Manuel Ferreira, um dos primeiros e dos maiores especialistas nestes assuntos, começou por usar «Expressão», como nos célebres livrinhos laranja da Biblioteca Breve: Literaturas Africanas de Expressão Portuguesa (1977, 2 vols), em que faz um estudo panorâmico, distinguindo a literatura dos colonos da dos percursores e da dos autores nacionais africanos (nacionais nem sempre igual a nacionalistas, felizmente). Academicamente, em 1974, surgiu a primeira cadeira destas literaturas em Portugal, apelidada de «Literaturas Africanas de Expressão Portuguesa» na Faculdade de Letras de Lisboa, e assim se chamou noutras universidades, mas, por exemplo, no Porto, recentemente alterou-se a designação para «Língua». A mudança em Manuel Ferreira dá-se na década de oitenta: no livro O Discurso no Percurso Africano (Plátano, 1989) passa a usar a «Língua» como alternativa, e já antes em 1983 a usou na Bibliografia das literaturas africanas de língua portuguesa (com Gerald Moser). Essa mudança de designação, que se tem vindo a implantar e a tornar-se como a mais consensual ultrapassa outras que também surgiram, como as «Literaturas Africanas Lusófonas», consideradas como tendo contaminações ideológicas oriundas do discurso colonial, ou «Literaturas Africanas de Expressão Oficial Portuguesa», o que só por si é uma evidente redundância. Manuel Ferreira explica (em O Discurso no Percurso Africano) que «expressão» pode ser entendida (e daí a necessidade de mudança) como um conteúdo (visto como portugalidade, lusitanidade e colonialidade), embora «expressão» também signifique tão simplesmente o contexto verbal, o meio pelo qual, ou seja, apenas o significante e não o significado, já que este está contido na expressão «Africanas» (e por isso os africanos não hesitaram em utilizá-la, como Mário de Andrade e Francisco José Tenreiro na Poesia Negra de Expressão Portuguesa de 1953), embora a língua leve consigo conteúdo, modelando e absorvendo, mas sem alterar a natureza do conteúdo.

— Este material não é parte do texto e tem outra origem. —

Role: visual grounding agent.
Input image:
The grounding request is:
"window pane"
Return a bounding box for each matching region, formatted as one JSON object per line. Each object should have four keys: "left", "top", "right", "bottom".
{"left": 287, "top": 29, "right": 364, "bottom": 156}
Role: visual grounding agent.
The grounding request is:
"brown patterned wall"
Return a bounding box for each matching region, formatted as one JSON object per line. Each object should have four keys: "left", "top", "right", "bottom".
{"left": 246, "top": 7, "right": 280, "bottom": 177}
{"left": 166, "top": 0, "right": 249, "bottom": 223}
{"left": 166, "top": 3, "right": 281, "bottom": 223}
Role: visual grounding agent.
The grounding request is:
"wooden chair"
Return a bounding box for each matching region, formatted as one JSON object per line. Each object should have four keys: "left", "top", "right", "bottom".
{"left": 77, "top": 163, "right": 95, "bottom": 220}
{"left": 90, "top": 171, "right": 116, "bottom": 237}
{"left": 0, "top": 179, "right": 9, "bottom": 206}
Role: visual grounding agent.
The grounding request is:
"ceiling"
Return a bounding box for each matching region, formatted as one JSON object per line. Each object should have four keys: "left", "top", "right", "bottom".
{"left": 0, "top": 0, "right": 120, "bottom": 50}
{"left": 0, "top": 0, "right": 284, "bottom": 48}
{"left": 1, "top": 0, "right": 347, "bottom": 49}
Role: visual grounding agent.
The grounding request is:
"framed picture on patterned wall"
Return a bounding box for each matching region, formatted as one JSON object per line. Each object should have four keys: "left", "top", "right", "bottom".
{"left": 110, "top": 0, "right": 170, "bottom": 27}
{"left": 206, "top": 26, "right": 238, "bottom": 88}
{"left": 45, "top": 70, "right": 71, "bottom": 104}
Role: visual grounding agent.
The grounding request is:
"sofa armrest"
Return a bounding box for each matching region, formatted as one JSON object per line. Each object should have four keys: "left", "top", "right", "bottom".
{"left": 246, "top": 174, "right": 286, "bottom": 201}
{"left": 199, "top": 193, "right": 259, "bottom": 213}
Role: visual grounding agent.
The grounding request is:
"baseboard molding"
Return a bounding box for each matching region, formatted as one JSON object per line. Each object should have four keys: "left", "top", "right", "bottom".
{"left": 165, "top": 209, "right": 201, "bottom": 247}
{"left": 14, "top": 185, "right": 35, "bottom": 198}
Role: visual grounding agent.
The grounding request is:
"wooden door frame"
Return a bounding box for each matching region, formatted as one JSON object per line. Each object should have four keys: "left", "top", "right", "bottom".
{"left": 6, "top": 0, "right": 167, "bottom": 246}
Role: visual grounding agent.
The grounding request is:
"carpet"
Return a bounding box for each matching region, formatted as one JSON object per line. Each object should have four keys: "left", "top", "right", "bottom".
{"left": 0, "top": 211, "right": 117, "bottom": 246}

Só para referir outros estudiosos destas literaturas: Alfredo Margarido reúne os seus ensaios sobre a designação de Estudos sobre Literaturas das Nações Africanas de Língua Portuguesa (1980), Pires Laranjeira prefere «Língua» embora use «Expressão» no seu manual da Universidade Aberta (pois é o nome da disciplina que prevalece), Inocência Mata, José Carlos Venâncio, Cristina Pacheco, Ana Mafalda Leite, Alberto Carvalho, entre outros, usam sempre nos seus livros e artigos a palavra «Língua», assim como estudiosos africanos, que defendem ter assim uma maior distinção e determinação do real conteúdo destas literaturas, como se a designação lhes reconhecesse a autonomia: «Língua» porque é mais directa, menos ambígua, menos polémica, embora de uma língua portuguesa que sabemos ser diferente da portuguesa europeia, com regras que receberam influências directas das línguas locais (o neo-português de que fala a Tia Adoptada). Além disso, e apesar de não haver antes uma tradição de escrita nas línguas africanas, isso não impede que ela não possa acontecer, como acontece em alguma literatura escrita em crioulo ou mesmo em kimbundo, embora o Português continue a ser a língua de expressão preferencial, até porque permite um público leitor mais vasto .
A verdade é que dizer «Literaturas Africanas» é insuficiente porque estão englobas as cinco literaturas (de Cabo Verde, de Angola, de Moçambique, de São Tomé e Príncipe e da Guiné) mais todas as outras das restantes nações africanas. Assim, embora «Expressão» seja correcta, penso que «Língua» pode evitar mal-entendidos por pessoas que não percebam que ela significa aqui enunciado, manifestação, declaração e sim conteúdo, matéria europeia.

Espero ter-me explicado bem e satisfeito o pedido!